Her boss, Prime Minister Brian Cowen, faces certain embarrassment and possible isolation at an EU summit next week.
This is the second time that Ireland has voted against an EU treaty. The last time, in 2001, Ireland negotiated with EU partners to produce an appendix emphasizing Ireland's independence and staged a vote a year later, this time achieving a "yes" majority.
Such diplomatic maneuverings have fueled voter resentment.
"What part of 'no' do they not understand?" asked Declan Ganley, leader of an anti-treaty pressure group, Libertas.
Ganley's campaign emphasized the threat to Ireland's unusually low business tax rates, a major reason why 600 U.S. companies have made their European homes in Ireland rather than France or Germany.
Cowen rued the fact that the government found itself on the defensive because Libertas and other groups opposed to the treaty successfully played on people's fears it would mean a loss of national sovereignty.
Anti-treaty groups from the left and right mobilized "no" voters by claiming the treaty would empower EU chiefs in Brussels, Belgium, to force Ireland to change core policies -- including its military neutrality and its ban on abortion as well as low business taxes.
Cowen and opposition leaders insisted that was all nonsense.
But in the towns and villages of Ireland -- a country that, since joining the EU 35 years ago, has arguably benefited most from membership because of massive financial aid from wealthy EU partners -- people proved receptive to the warnings.
"I like being part of Europe.

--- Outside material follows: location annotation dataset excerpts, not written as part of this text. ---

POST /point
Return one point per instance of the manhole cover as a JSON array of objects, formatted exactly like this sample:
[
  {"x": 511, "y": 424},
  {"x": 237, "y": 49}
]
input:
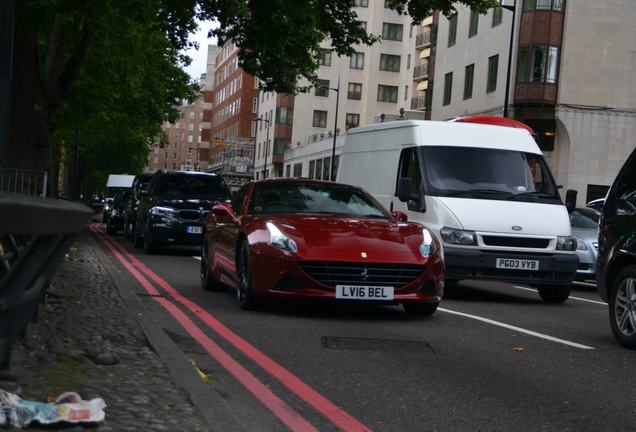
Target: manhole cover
[{"x": 375, "y": 344}]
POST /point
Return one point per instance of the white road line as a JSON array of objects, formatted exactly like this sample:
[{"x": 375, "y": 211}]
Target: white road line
[
  {"x": 517, "y": 329},
  {"x": 572, "y": 297}
]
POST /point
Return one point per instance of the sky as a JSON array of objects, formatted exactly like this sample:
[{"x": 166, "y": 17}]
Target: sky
[{"x": 199, "y": 57}]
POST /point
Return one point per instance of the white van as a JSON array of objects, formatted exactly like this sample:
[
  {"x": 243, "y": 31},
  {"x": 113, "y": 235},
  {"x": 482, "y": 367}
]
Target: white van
[{"x": 485, "y": 190}]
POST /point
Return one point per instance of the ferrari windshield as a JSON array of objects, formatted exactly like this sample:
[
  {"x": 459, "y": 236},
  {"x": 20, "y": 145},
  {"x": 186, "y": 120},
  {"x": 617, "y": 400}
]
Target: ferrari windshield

But I don't want Europe to take away any more of our Irishness," said Dublin taxi driver Ray Kennedy, who like many in the Irish capital complains about the Eastern European job-seekers who have inundated Ireland since the EU's rapid expansion in 2004.
He, like 53.4 percent of voters, rejected the treaty in Thursday's referendum.

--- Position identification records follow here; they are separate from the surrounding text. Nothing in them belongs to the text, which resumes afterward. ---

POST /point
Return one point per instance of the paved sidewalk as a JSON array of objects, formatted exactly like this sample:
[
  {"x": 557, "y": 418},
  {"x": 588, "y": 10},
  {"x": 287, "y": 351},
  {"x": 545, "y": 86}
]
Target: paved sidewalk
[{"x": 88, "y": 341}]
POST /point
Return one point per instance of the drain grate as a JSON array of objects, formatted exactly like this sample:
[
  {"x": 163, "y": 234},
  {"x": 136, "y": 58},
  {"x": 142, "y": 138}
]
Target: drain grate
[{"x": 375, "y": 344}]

Unlike the 2001 treaty rejection, which prevailed on a weak 34.8 percent turnout, this referendum mobilized unprecedented numbers of anti-treaty voters in a 53 percent turnout, high by Irish standards. This increases the difficulty of mounting a second Irish vote, as many EU backers undoubtedly want to do.
Ireland's minister for European affairs, Dick Roche, predicted a second vote would be difficult, if not impossible.

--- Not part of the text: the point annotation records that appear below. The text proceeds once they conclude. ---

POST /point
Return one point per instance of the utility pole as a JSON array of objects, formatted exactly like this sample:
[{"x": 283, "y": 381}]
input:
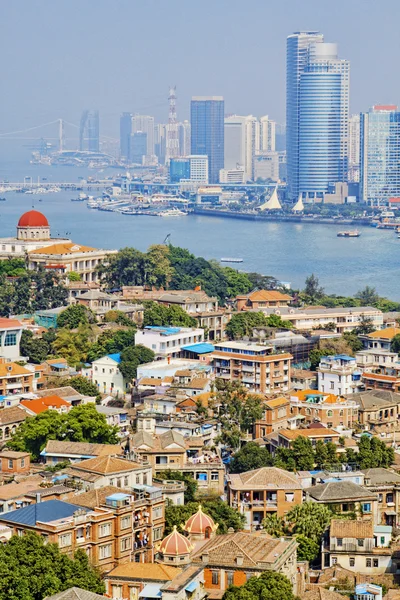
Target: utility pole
[{"x": 172, "y": 146}]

"As far as I'm concerned, this treaty is a dead letter," Roche said, adding that Ireland's voters have "made life very difficult for us going out to Brussels. We are in completely uncharted territory here, a very strange position."
"We need to hear clearly from all our leaders that the Lisbon Treaty cannot be brought back from the dead," said Richard Greene, spokesman for a right-wing Catholic group called Coir, which is Gaelic for "Justice."
Coir plastered Ireland with posters showing three chimpanzees covering their eyes, ears and mouth and the message, "The new EU won't see you, won't hear you, and won't speak for you -- vote no."
In capitals across Europe, leaders said ratification should proceed regardless of the Irish vote. Ahead lie painful months of negotiations aimed at somehow overcoming the Irish veto.
"At the European Council, we will want to confer with each other, to hear Prime Minister Cowen's analysis, as well as his ideas on how to address the concerns expressed by those who chose to vote no," EU President Jose Manuel Barroso told reporters in Brussels.
In neighboring Britain, one of eight EU partners yet to ratify the treaty, Foreign Secretary David Miliband said the Irish outcome "needs to be respected and digested" -- but should not oblige other countries to postpone their own ratification plans.
"I think it's important that no one tells them what to do next. It's very important the Irish make their own decisions about how to go forward on the basis of a careful analysis of the results," Miliband said.
German Chancellor Angela Merkel agreed that patient diplomacy might eventually turn the Irish "No" to "Yes."
"We would have liked a different outcome, but as good Europeans we now have the task of simply taking the situation as it is and finding a way out, while at the same time respecting the vote of the Irish," she said.